Großteil betraf Missachtungen des Rotlichts - Auch Autofahrer und Fußgänger gestraft.

201 Organmandate und 159 Anzeigen hat die Wiener Polizei am Dienstagnachmittag bei Schwerpunktkontrollen von Radfahrern ausgestellt
201 Organmandate und 159 Anzeigen hat die Wiener Polizei am Dienstagnachmittag bei Schwerpunktkontrollen von Radfahrern ausgestellt © APA/ALEXANDER FECHTER
 

201 Organmandate und 159 Anzeigen hat die Wiener Polizei am Dienstagnachmittag bei Schwerpunktkontrollen von Radfahrern ausgestellt. Darunter fanden sich allerdings auch Strafen gegen Autofahrer und Fußgänger, zog die Landespolizeidirektion am Mittwoch Bilanz. Die meisten Übertretungen betrafen Missachtungen des Rotlichts. 77 Radfahrer, neun Kfz-Lenker und sechs Passanten wurden deshalb belangt.

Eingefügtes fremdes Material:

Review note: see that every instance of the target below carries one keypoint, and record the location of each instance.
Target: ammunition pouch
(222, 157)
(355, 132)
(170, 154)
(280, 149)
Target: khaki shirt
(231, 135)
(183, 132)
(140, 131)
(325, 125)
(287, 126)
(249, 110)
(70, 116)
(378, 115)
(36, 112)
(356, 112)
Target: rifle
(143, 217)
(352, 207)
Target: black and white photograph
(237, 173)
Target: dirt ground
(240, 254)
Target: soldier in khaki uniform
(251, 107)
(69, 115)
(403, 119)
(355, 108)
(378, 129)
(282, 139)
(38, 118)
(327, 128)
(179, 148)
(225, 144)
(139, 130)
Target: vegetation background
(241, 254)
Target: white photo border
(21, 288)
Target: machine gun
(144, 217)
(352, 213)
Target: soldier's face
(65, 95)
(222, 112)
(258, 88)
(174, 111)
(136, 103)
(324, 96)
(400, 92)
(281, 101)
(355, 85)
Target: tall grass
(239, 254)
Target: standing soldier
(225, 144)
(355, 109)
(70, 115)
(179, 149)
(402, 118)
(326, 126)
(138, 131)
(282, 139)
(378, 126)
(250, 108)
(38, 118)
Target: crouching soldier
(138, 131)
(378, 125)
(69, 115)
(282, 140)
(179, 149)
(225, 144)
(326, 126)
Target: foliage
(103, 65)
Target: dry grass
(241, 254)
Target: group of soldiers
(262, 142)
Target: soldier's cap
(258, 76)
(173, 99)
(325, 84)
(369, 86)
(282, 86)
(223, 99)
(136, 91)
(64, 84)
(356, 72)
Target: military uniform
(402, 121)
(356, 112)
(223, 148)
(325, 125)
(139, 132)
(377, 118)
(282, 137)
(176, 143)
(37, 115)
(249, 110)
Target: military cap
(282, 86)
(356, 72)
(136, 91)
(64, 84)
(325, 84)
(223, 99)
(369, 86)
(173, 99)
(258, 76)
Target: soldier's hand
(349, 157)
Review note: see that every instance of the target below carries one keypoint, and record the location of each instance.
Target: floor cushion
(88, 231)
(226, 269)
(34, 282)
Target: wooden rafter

Insgesamt knapp 8.800 Euro spülten die Verkehrssünder allein durch die Organmandate in die Kassen von Bund und Land. 45 Mal wurden Personen wegen des nicht gesetzeskonformen Zustandes ihres Fahrrades zur sofortigen Zahlung aufgefordert oder angezeigt. 14 Strafen gab es wegen Telefonierens am Rad, 17 wegen Befahrens des Gehsteigs. Auch wegen Geschwindigkeitsübertretungen und anderer Delikte hielten die Beamten zahlreiche Radler an.

An drei Hotspots wurde kontrolliert

Kontrolliert wurde unter anderem am Schottentor - und nicht nur Radfahrer. Jeweils drei Kfz-Lenker waren ebenfalls zu schnell oder mit dem Handy am Ohr unterwegs. Bei rund 70 Alkovortests wurden ein Radfahrer mit mehr als 0,8 Promille und ein betrunkener Autolenker mit geringerem Promillewert erwischt. Auch ein Hundebesitzer erhielt bei dem Schwerpunkt eine Anzeige, das Tier wurde von den Beamten wegen verwahrloster Haltung abgenommen.

Die Polizei kündigte an, derartige Überprüfungen von Radfahrern in Zukunft öfter durchzuführen. Die Wünsche aus der Bevölkerung und die Zahlen der Organmandate und Anzeigen vom Dienstag würden für sich sprechen, hieß es seitens Michael Takacs, Leiter der Wiener Verkehrsabteilung.